Friday, March 5, 2010

Egg & Bacon Breakfast Baskets

I saw this fun recipe in my 200 Really Easy Recipes cookbook and decided to make it for D for Valentine's Day breakfast--the cute cherry tomatoes in the middle of the egg mixture reminded me of breakfast cupcakes! Note: See Vegetarian option below.
Ingredients (Makes 8 baskets, serves 4):
Spray olive oil, for oiling muffin tin
75g (3oz) butter, melted
150g (5oz) smoked bacon rashers, rind removed, diced
(Note: we used cubed pancetta pieces)
2 eggs
125 ml (4fl oz) double cream/heavy cream
2 Tbsp fresh grated Parmesan cheese
8 cherry tomatoes on the vine
16 slices white bread (or wheat bread)
salt and fresh ground pepper

Preheat the oven to 400F/200C. First cut the crusts off the bread (try to make even squares) and discard, then flatten each slice by rolling over it firmly with a rolling pin, and brush each slice with the melted butter. Next place 8 squares diagonally on top one other 8 squares and carefully press them into eight muffin tin holes that had been sprayed with the olive oil. Bake the squares for 12-15 minutes until crisp and golden. Meanwhile fry up the bacon/pancetta pieces and prepare the egg mixture in a bowl by beating together the eggs, cream, cheese salt and pepper, then pull the bread baskets out of the oven to cool slightly.
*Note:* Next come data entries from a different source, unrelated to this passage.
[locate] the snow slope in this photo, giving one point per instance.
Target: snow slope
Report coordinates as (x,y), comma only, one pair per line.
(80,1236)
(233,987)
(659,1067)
After draining the fried pancetta, I divided it between the 4 bread 'baskets' and then poured the prepared egg mixture over the pancetta (about 2 tablespoons of egg mixture per basket is plenty). Last top each 'basket' with a cherry tomato, then place back into the oven for 12-15 minutes, or until eggs are set.

Note for Vegetarians: You can make this vegetarian by substituting fresh spinach for the bacon/pancetta. Cook the spinach with a small pat of butter in a frying pan until wilted, then add the spinach to the cases instead of the pancetta before pouring over the egg.